Care must be taken. The sickness
must be acknowledged and treated seriously.
But there are other things that are just as deadly as ebola – greed,
hatred, racism, ignorance, a love of self and an individualism that devalues others,
a focus on achievement and advancement that leaves no room for God, a refusal
to examine our spiritual lives and repent of sin. Without recognizing the presence of such
things and without treating them seriously as the spirit killers that they are,
there is no cure.
What
is God mourning for today? What is
causing Him to grieve and cry and scream today?
Isn’t it the same as it was in Jeremiah’s day? The people are going the wrong way, headed
for destruction and refusing to turn around.
We only have to look around us to see that things are not the way they
should be.
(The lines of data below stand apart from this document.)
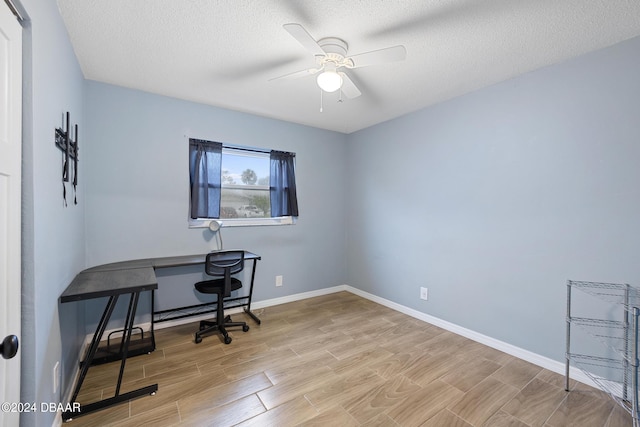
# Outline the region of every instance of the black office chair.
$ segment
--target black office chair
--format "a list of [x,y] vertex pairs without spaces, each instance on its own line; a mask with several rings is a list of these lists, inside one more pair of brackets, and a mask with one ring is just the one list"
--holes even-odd
[[230,316],[224,316],[223,299],[230,296],[232,291],[242,287],[242,282],[231,276],[243,269],[244,251],[217,251],[207,254],[204,271],[209,276],[222,278],[205,280],[195,284],[196,289],[203,294],[218,295],[216,320],[202,320],[200,322],[200,330],[195,334],[196,344],[202,342],[203,334],[211,331],[220,331],[224,336],[224,343],[229,344],[231,337],[227,333],[227,328],[242,326],[244,332],[249,330],[249,326],[245,322],[232,322]]

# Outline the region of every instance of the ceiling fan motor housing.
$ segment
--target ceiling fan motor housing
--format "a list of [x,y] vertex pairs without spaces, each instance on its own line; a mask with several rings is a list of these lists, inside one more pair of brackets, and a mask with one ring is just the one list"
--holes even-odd
[[319,58],[320,63],[332,61],[336,65],[345,65],[342,62],[347,56],[347,49],[349,48],[347,42],[337,37],[326,37],[318,40],[318,45],[327,54],[324,58]]

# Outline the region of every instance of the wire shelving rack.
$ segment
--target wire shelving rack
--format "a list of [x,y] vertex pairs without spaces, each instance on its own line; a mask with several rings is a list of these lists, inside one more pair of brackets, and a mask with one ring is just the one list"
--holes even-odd
[[[608,313],[616,317],[573,316],[573,290],[579,290],[595,297],[598,301],[616,307]],[[640,317],[640,290],[628,284],[567,281],[566,317],[566,370],[565,390],[569,391],[569,368],[571,364],[579,368],[602,391],[624,408],[633,420],[634,427],[640,427],[638,405],[638,320]],[[572,326],[577,326],[601,343],[606,350],[605,357],[590,353],[571,351]],[[603,374],[604,373],[604,374]]]

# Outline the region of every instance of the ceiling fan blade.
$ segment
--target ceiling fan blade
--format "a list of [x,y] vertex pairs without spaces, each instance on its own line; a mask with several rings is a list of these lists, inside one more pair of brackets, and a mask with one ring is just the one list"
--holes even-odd
[[325,51],[322,50],[318,42],[311,37],[311,34],[304,29],[304,27],[300,24],[284,24],[282,26],[289,34],[293,36],[294,39],[298,40],[298,42],[304,46],[308,51],[313,53],[314,55],[324,56],[326,55]]
[[216,70],[215,74],[227,80],[238,80],[260,77],[273,74],[291,64],[299,63],[300,56],[277,57],[260,63],[245,63],[237,67],[229,67],[226,70]]
[[403,61],[406,57],[407,49],[402,45],[398,45],[361,53],[347,59],[350,59],[351,62],[353,62],[353,67],[350,68],[358,68],[366,67],[368,65],[383,64],[385,62]]
[[274,80],[299,79],[301,77],[312,76],[312,75],[316,74],[318,71],[320,71],[319,68],[309,68],[309,69],[306,69],[306,70],[294,71],[293,73],[285,74],[285,75],[279,76],[279,77],[274,77],[272,79],[269,79],[269,81],[271,82],[271,81],[274,81]]
[[347,74],[343,73],[342,71],[338,72],[338,74],[340,74],[340,76],[342,77],[342,87],[340,88],[340,90],[342,90],[344,96],[349,99],[353,99],[362,95],[360,89],[358,89],[356,84],[349,78]]

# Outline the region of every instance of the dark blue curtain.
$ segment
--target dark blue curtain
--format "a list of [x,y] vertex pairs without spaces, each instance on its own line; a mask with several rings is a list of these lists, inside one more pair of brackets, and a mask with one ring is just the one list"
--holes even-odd
[[295,158],[295,153],[271,151],[269,196],[272,217],[298,216]]
[[189,139],[191,218],[220,218],[222,144]]

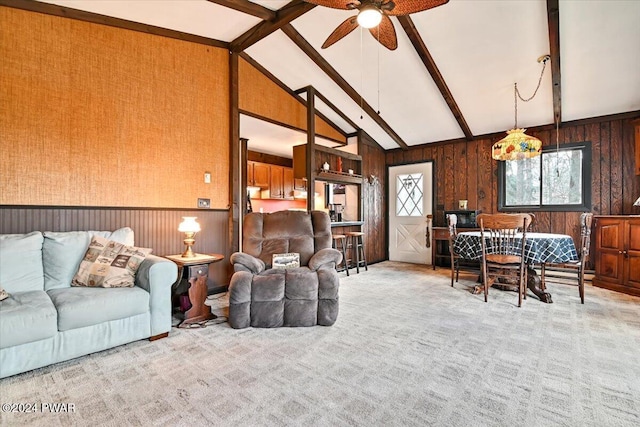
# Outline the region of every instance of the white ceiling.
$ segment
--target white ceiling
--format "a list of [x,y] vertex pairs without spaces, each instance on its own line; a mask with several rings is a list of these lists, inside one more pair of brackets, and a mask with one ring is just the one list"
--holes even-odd
[[[396,0],[396,2],[401,0]],[[203,37],[232,42],[261,19],[206,0],[47,0],[74,9],[127,19]],[[254,0],[272,10],[286,0]],[[640,1],[560,0],[562,120],[640,110]],[[398,20],[392,17],[398,49],[378,48],[368,32],[349,34],[328,49],[320,46],[353,11],[315,7],[293,27],[360,93],[409,145],[464,136],[436,84]],[[502,132],[513,126],[513,84],[523,97],[533,94],[550,53],[545,0],[450,0],[411,15],[425,45],[473,135]],[[333,80],[282,31],[245,51],[289,88],[313,86],[364,129],[383,148],[398,144],[363,113]],[[317,108],[346,133],[353,128],[324,103]],[[362,119],[360,118],[362,116]],[[537,96],[518,104],[518,124],[553,123],[551,64]],[[250,144],[273,147],[272,126],[241,120]],[[298,132],[282,131],[292,140]],[[260,139],[264,137],[264,141]],[[280,139],[284,141],[284,139]],[[282,142],[282,145],[291,142]],[[251,145],[250,145],[251,146]],[[252,147],[255,149],[255,147]],[[280,151],[286,151],[283,147]],[[257,150],[256,150],[257,151]],[[273,150],[272,150],[273,151]],[[277,151],[277,150],[276,150]]]

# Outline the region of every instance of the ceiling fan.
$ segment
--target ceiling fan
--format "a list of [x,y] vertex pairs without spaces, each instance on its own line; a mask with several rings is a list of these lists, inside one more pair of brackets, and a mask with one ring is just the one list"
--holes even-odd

Shalom is missing. We don’t have wholeness and health in our
world. There are so many instances of
injustice taking place. Violence and war
is all around. People are greedy for
more without considering who suffers as a consequence of that. People regularly practice deceit, spinning
things any which way to sway the way others think. But there is a balm in Gilead and there is a
physician to treat our wounds if we will seek treatment. We are told in Isaiah 53 that Christ himself
took up our infirmities and carried our sorrows. He was pierced for our transgressions,
crushed for our iniquities, the punishment that brought us peace – shalom – was
upon him, and by his wounds we are healed. (v.5) There is hope for our world. There is healing possible.
As the
people of God, we need to seek healing for ourselves on a regular basis. We need to be examining our own lives for
signs of spiritual sickness and be seeking healing from Jesus Christ. But we also need to be joining Christ in
intercession for our world. We need to
be crying and raging over the things He is crying and raging about. We need to be praying for His Kingdom to come
and His will to be done so that our world can be healed and people can have
shalom.
As we
close this morning I invite you to join me in a prayer found in our blue
hymnals, #803. The worship team can join me now. This coming Tuesday is
election day in Pennsylvania. We are electing people whose decisions will
affect our lives and could possibly affect lives all over the world. It’s important that we each pray about the
decisions we will make as we vote. But
we also need to pray for God’s Spirit to be moving around the world to draw
people to Himself, the source of life.
There are several prayer requests mentioned in the bulletin about
different situations in the world where God’s intervention is needed. There is a cure for the problems in our
world, but there is no cure if people don’t seek it. As we pray this prayer together, let us be
mindful of our need to continue to pray for the healing of our world and that
people will seek healing for their spiritual sickness.